5 months 4 days 20 hours ago |763 Views | | | Email | Print

By Bethany J. Royer


Staff Writer


broyer@civitasmedia.com


Editor’s Note: This is part nine of a continuing series on donations and the Upper Valley Career Center. Part one ran Saturday, Nov. 30, part two Dec. 7, part three Dec. 21, part four Dec. 28, part five Jan. 11, part six Jan. 18., part seven on Jan. 25. and part eight on Feb. 1.


Over the course of several weeks the Daily Call has looked into the programs offered at the Upper Valley Career Center with Terry Krogman, instructional supervisor, as guide.


The tour began back in November after Piqua resident, Stu Shear, donated his 1997 Chevy Monte Carlo to the Upper Valley Career Center automotive department. The plan, to outline the imperatives of donations to the school, became a peek into the design and digital print technologies, horticulture and landscape management, pre-engineering and design technologies programs, to name a few.


Last week, the journey ended with the Horticulture and Landscape Management class, with Krogman proceeding to lead the way to the welding technologies program. One that —similar to the other proceeding programs in this ongoing series— utilizes multiple applications of technology and donations, including the recent-at-the-time donation of 5,000 pounds worth of steel. A donation that not only saved the school money but will provide the students with multiple potentials for furthering their skills and knowledge in the welding industry. As evident by some of the items presented throughout the classroom, including a fire ring and a steel bench, amongst nearly two dozen welding stations available for students.

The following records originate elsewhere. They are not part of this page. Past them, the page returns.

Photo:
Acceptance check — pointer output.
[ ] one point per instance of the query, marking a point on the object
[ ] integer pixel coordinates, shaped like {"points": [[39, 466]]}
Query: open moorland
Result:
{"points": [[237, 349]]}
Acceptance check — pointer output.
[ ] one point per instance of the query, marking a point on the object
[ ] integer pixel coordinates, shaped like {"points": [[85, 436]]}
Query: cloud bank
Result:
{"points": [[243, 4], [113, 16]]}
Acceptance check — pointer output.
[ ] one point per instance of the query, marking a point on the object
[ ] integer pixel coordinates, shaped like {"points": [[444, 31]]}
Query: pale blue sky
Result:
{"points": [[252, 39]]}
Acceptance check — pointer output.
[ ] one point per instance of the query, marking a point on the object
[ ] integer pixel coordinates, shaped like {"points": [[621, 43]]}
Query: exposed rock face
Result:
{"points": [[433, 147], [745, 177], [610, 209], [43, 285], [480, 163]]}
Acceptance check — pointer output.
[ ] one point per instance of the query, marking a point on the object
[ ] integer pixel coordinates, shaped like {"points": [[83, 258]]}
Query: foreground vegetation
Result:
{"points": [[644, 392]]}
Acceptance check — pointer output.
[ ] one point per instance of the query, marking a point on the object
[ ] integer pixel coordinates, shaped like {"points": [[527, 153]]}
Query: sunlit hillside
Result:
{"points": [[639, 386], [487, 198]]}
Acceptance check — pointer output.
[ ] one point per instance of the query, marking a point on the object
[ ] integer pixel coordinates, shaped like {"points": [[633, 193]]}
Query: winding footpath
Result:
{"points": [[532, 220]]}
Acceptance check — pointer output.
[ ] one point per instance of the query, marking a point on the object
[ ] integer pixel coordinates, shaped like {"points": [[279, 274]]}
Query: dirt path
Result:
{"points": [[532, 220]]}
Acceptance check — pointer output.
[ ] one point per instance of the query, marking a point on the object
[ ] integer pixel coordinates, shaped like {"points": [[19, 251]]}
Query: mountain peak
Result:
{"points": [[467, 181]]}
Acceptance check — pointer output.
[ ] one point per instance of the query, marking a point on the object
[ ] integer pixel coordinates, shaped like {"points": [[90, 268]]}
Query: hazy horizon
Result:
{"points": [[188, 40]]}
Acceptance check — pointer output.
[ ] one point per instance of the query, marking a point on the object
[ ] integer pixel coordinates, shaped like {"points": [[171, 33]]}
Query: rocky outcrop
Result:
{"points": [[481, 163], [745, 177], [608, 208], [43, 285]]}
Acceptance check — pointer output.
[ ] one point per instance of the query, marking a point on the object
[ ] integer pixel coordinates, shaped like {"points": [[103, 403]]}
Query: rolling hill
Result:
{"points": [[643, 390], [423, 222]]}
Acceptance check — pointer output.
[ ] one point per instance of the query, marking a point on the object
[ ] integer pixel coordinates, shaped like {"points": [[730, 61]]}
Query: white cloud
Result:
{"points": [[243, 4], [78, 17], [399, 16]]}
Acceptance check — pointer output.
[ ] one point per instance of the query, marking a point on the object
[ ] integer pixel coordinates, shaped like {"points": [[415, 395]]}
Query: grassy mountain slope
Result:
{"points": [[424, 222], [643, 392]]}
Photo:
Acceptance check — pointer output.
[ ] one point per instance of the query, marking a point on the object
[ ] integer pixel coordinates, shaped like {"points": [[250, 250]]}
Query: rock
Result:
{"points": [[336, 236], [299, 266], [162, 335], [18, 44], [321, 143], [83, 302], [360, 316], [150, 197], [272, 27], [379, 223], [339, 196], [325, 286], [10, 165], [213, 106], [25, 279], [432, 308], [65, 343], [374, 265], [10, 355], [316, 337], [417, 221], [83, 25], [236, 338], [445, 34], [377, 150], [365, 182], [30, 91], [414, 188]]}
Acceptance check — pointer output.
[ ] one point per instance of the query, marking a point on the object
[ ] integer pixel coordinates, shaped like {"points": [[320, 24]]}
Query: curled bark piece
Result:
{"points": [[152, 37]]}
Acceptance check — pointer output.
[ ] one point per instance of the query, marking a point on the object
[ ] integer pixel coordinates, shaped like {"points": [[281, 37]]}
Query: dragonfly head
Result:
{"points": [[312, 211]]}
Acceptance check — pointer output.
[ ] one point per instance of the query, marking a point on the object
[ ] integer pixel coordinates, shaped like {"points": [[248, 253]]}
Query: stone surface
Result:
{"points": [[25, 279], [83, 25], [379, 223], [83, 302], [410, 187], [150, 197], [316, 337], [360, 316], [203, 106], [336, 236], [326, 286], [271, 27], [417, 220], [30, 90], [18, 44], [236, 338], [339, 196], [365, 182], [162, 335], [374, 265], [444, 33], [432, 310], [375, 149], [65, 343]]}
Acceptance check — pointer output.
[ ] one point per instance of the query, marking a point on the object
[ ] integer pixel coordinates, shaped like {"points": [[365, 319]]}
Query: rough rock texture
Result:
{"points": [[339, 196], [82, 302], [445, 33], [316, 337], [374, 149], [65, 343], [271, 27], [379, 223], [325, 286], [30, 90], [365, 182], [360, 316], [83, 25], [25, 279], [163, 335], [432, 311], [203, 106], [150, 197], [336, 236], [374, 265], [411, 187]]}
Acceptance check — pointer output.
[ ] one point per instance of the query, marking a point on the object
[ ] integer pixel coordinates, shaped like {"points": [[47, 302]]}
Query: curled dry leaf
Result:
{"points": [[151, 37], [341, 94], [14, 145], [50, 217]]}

“The kids will take this and practice with it,” said Krogman of the steel donation, attempting to speak over the unique acoustics of steel being cut, drilled, or hammered, with the tell-tale acrid smell of blowtorches being used, in the air.


Given the number of career opportunities in the industry, such as ironworker, pipefitter or millwright, Krogman emphasized there are more job openings than there are students available to fill them. With many in the industrious program furthering their skills in welding institutions or other college programs such as at the Hobart Institute of Welding Technology.


In short, the welding technology program has much to offer those who are able to master the basics and are willing to move on to apprenticeships or further their certifications in the aforementioned programs.


Students in the welding program also have an opportunity to gain OSHA (Occupational Safety and Health Administration) and forklift certification, explained Krogman. The instructor reiterating the importance of the Upper Valley Career Center having a close working relationship with area employers that sees students working on a two-week rotation between employer and school. Along with certain restrictions and guidelines that must be adhered to such as a required GPA standing and regular attendance.